La pêche au large, hors de vue des côtes, appelée, pêche à Miquelon occupe la première place et représente plus du tiers de la production totale de poissons frais. Dans la zone atlantique et le canal de Sainte- Lucie, la pêche à la traîne capture des thons, des thazards et aussi des espadons et des requins. Les poissons du grand large sont désignés comme poissons blancs. A l'ouest de la côte martiniquaise, les filets de surface attrapent des bancs de volants et de sardines. Les pêcheurs pratiquent cette pêche au large de décembre à juin. Les embarcations utilisées pour la pêche au large sont en majorité des yoles plastiques équipées de moteurs puissants, de plus de 100 ch, ou des gommiers en bois. Le Vauclin et la Trinité sont les deux principaux centres de la pêche à Miquelon.
La pêche à la nasse est ouverte de juin à novembre. En vannerie caraïbe ou faites de grillages, les nasses sont immergées à une profondeur de 10 à 30 m pendant une durée d'une à quatre semaines. La pêche à la nasse capture essentiellement des poissons rouges et des crustacés.

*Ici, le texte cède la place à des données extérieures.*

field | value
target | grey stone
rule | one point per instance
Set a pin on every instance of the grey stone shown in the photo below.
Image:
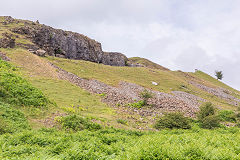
(57, 42)
(114, 59)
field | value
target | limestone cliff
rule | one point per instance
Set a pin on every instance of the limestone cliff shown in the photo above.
(66, 44)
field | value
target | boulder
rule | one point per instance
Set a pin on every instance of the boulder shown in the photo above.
(7, 42)
(71, 45)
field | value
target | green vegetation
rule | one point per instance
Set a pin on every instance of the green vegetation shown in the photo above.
(146, 63)
(207, 116)
(85, 127)
(119, 144)
(227, 115)
(77, 123)
(219, 75)
(122, 121)
(11, 120)
(173, 120)
(16, 90)
(145, 96)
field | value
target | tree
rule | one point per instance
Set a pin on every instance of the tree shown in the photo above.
(219, 75)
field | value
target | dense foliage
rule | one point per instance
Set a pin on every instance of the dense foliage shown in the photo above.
(207, 116)
(77, 123)
(119, 144)
(11, 120)
(173, 120)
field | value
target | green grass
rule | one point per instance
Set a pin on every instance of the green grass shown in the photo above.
(121, 145)
(66, 94)
(113, 75)
(146, 62)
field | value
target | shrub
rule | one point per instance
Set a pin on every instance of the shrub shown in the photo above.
(227, 115)
(210, 122)
(206, 109)
(207, 116)
(173, 120)
(76, 123)
(11, 120)
(138, 104)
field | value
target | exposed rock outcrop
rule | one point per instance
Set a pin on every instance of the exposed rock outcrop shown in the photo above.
(71, 45)
(127, 93)
(7, 41)
(114, 59)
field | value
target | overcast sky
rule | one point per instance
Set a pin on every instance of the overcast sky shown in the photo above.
(178, 34)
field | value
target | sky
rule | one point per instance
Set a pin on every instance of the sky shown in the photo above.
(177, 34)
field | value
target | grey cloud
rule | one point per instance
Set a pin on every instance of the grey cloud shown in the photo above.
(173, 33)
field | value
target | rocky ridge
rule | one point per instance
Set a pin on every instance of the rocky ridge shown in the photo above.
(60, 43)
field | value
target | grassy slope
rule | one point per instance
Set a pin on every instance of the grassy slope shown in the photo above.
(108, 143)
(66, 95)
(168, 80)
(146, 62)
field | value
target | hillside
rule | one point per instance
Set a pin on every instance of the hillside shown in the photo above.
(60, 94)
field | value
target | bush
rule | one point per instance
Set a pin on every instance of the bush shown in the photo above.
(206, 109)
(227, 115)
(173, 120)
(76, 123)
(210, 122)
(11, 120)
(207, 116)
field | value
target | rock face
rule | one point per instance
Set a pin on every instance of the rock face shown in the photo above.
(66, 44)
(114, 59)
(7, 41)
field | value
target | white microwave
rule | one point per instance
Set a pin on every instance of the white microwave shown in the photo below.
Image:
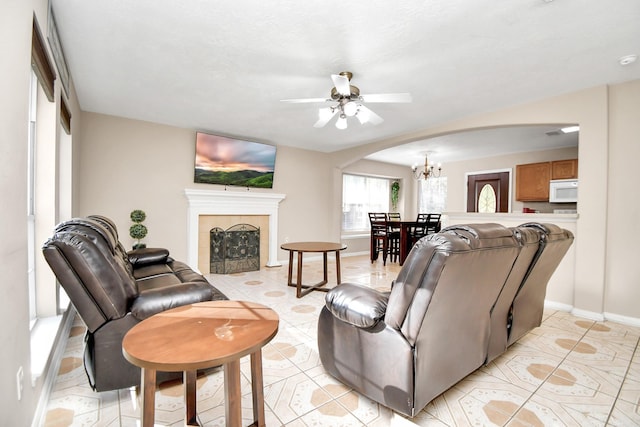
(563, 191)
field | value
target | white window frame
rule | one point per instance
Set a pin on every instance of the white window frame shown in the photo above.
(432, 195)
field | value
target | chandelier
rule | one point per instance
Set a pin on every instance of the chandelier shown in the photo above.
(430, 170)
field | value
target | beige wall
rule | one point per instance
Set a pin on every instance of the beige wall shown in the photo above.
(128, 164)
(590, 109)
(15, 44)
(623, 223)
(118, 152)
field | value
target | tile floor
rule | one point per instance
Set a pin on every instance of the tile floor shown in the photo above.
(569, 372)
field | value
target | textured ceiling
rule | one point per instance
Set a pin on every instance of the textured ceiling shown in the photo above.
(224, 66)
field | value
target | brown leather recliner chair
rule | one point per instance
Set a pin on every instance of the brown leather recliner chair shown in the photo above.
(113, 290)
(405, 347)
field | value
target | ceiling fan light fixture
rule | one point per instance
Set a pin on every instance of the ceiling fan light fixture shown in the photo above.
(350, 109)
(363, 116)
(341, 123)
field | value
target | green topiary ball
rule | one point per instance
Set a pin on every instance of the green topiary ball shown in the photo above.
(138, 231)
(138, 216)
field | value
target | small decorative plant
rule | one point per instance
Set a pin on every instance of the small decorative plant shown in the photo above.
(395, 191)
(138, 230)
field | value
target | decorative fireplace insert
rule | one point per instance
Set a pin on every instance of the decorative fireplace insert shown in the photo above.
(234, 250)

Les sardes, capitaines, carpes, rougets, sont quelques poissons rouges. Les nasses, qu'elles soient en grillage ou en vannerie exigent de la part des pêcheurs, un entretien permanent, artisanal et fastidieux.
La pêche à la senne de plage est en recul depuis quelques années, même, si elle demeure au troisième rang dans la production de pêche locale. On peut encore voir au petit matin, sur le littoral caraïbe, ces gigantesques filets tendus entre plusieurs gommiers puis, ramenés à la force des bras sur le sable, avec leur pesant contenu. Là, sur la plage, les pêcheurs, les villageois et les passants s'assemblent pour tirer les extrémités du lourd filet ou senne gonflé de coulirous, de maquereaux, bonites ou balaous tous frétillants. Les sennes varient en fonction des espèces recherchées. Les plus communes ont 100 m de longueur. Hautes de 5 à 6 m, elles mesurent 120 m pour les balaous et jusqu'à 600 m pour les bonites. Toutes, en principe sont destinées à des poissons de petite taille.